Economic times reports on the RBI's efforts to curb the inflow of hot money into India. Instead of adding a tax to the inflow, the RBI should tax outflows so short term speculators think twice before speculating the currency. The govt. is pandering to the exports led IT lobby which will see rupee based earnings shrink as the rupee appreciates. RBI is trying to generate some fear among the investment community however given its inept record in overseeing the IPL Cayman islands/Marutius mess its credibility is doubtful when it is given the task of policing inflows into capital markets.
If foreign money from Caymans ended up in IPL, it would not be surprising if thousands of crores found its way in real estate deals. Anyone from Goa can tell you how much Russian money has influenced the rise of real estate there. Showing fake teeth to the public is what govt officials can do. The general population has to deal with the ineptness of its own elected and selected officials. Just quoting fancy Yale professors to solve India's problems is like applying balm for treating coronary heat disease. Sigh..
India's government is weighing capital controls with the rupee on the rise amid fears of "hot money" flowing into the country as investors pile back into Indian assets.
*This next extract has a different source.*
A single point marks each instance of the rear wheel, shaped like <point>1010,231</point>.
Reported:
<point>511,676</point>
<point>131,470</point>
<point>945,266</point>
Unlike fellow emerging market giant China, India allows its currency to float freely and the central bank has warned of the dangers of "sharp and volatile" exchange rate movements that could hurt India's economy.
With the rupee riding at 18-month highs against the dollar, one idea Reserve Bank of India Governor Duvvuri Subbarao is airing to curb sudden big movements in the currency's value is a tax on foreign exchange transactions, known as a Tobin tax, similar to one Brazil introduced last year.
"Depending on what flows come in, we would employ measures, including if necessary something like the Tobin tax," Subbarao said last week, referring to a proposal first aired in the 1970s by Yale economics professor James Tobin.